8.1 Concept questions

  1. Q: In a LEFT JOIN, which table’s rows are always kept? A: The left table (primary source of data).

  2. Q: What does an INNER JOIN return? A: Only rows that have matching keys in both tables.

  3. Q: How do you implement a LEFT ANTI JOIN using customers and orders? A: customers LEFT JOIN orders ON ... WHERE orders.customer_id IS NULL.

  4. Q: In a FULL JOIN, what types of rows appear? A: Matching rows, plus unmatched rows from each side with NULLs.

  5. Q: Which set operator returns rows that are in the first result but not the second? A: EXCEPT.

  6. Q: Who “owns” the column names in a UNION result? A: The first SELECT.

  7. Q: Where should ORDER BY appear in a UNION query?
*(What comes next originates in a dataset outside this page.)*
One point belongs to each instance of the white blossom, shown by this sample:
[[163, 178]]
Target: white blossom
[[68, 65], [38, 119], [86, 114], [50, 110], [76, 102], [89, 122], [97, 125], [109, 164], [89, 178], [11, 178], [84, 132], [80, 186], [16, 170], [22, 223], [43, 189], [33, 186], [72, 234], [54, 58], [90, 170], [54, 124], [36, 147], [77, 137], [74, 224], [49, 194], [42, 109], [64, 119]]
A: At the very end, after all SELECTs and set operators.


8.2 Join exercises (using Customers, Orders, Products, Employees)

Try to write the SQL without looking; then compare to the patterns.

  1. Customers without orders

    • Write a query that returns all columns from customers for those who never placed an order.
  2. Orders without customers

    • Using the RIGHT ANTI JOIN pattern or its LEFT JOIN alternative, list all orders that don’t have a matching customer.
  3. Orders with full details

    • Recreate the 4-table query: Orders + Customers + Products + Employees, showing the columns from the script.
  4. Inner join via LEFT join

    • Rewrite the customers–orders INNER JOIN using LEFT JOIN + WHERE IS NOT NULL.
  5. Cross join

    • Write a query that generates all combinations of customers and orders (just SELECT *).

8.3 Set operator exercises

  1. Employees who are not customers

    • Write the EXCEPT query using Sales.Employees and Sales.Customers.
  2. People who are both employees and customers

    • Write the INTERSECT query.
  3. Combine Customers and Employees into a single de-duplicated list of names

    • Use UNION.
  4. Combine Orders and OrdersArchive into one report

    • Include a SourceTable column and order by OrderID, as in the script.
  5. Spot the bug

    • Given the rule examples:

      SELECT CustomerID, LastName
      FROM Sales.Customers
      UNION
      SELECT FirstName, LastName
      FROM Sales.Employees;
      

      What’s wrong?

      • (Answer: columns by position don’t match in type/meaning: CustomerID vs FirstName.)

9. Short recap – key takeaways (5–10 bullets)

  • There are two main ways to combine data: JOINS (add columns) and SET OPERATORS (add rows).
  • INNER/LEFT/RIGHT/FULL joins differ only in which unmatched rows they keep.
  • Anti joins are implemented using OUTER JOIN + WHERE <other side’s key> IS NULL and are great for “who doesn’t have X?” questions.
  • CROSS JOIN returns all combinations of rows (use with care).
  • When joining multiple tables, start from a main/fact table and add others one by one with clear keys.
  • For set operators, make sure number, order, and types of columns match, and remember that final column names come from the first SELECT.
  • UNION removes duplicates, UNION ALL keeps them; EXCEPT and INTERSECT work like set difference and intersection.
  • ORDER BY in a set-operator query goes only at the end of the entire statement.
  • Joins are perfect for recombining/enriching data; set operators shine for combining similar datasets, delta detection, and completeness checks.